I don’t often get attached to the crops we grow but the golden beets in your share this week might taste a little sweeter if you knew their struggles making it to your plate.
We planted them in the fall, which came on the heels of a late-summer flash drought so intense that leaves on many trees here turned brown a month early. Supported by drip lines of irrigation, our baby beets grew fast, their dark green leaves waving in the hot breeze. The hungry buck, doe and fawn who eyed them from the opposite side of the fence grew bold enough one night to break in and have a taste. Something in those beets made them keep coming back while turning up their black wet noses at the rows of equally beautiful kale and cabbage. With each nightly feast the row grew shorter and the farmer more angry.
Our fence on this side of the farm was in need of repair but these beets were screaming for immediate protection. The easiest solution was to set up hoops and cover them with row cover. Imagine my astonishment the next morning when I found thirty feet of it torn to shreds. By the end of the week, the entire row was punched with holes, either by hoof or horn, and not a green beet leaf in sight.

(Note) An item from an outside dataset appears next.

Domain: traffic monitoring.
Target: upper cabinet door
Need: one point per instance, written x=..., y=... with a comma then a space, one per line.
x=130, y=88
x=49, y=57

I knew from previous episodes of beet-browsing that if the ravaged plants had big enough roots, the energy stored in them would nourish new growth — if (and always a big if) the winter was mild, which it was. By late February, the green leaves were waving in the sun once more. This time the deer were still in post-hunting-season stress mode and not about to show their white tails.
The white that did come was considerably more menacing. Six inches of snow, a quarter inch of ice, and seven sub-freezing days was enough to turn green into instant brown. By now, the farmer had given up on them, yet they managed to slowly come back from the dead as the warm sun urged those green shoots out one more time. Previous springs have brought a third menace — the notorious blister beetles — but the record freeze did its part to knock them down. Now, in the final stretch, they were in a race against thistle, burdock, wildflowers, and Johnson grass. Our brave beets didn’t win but they did well enough to get picked for your share.
Yesterday, just hours after I harvested them, Erin roasted those winter-weary ones that were too embarrassed to be seen in public. I grabbed a particularly misshapen one, still warm in the pan, and stopped to savor its earthy sweet flavor. A little sweeter, no doubt, from all the stress of making it here.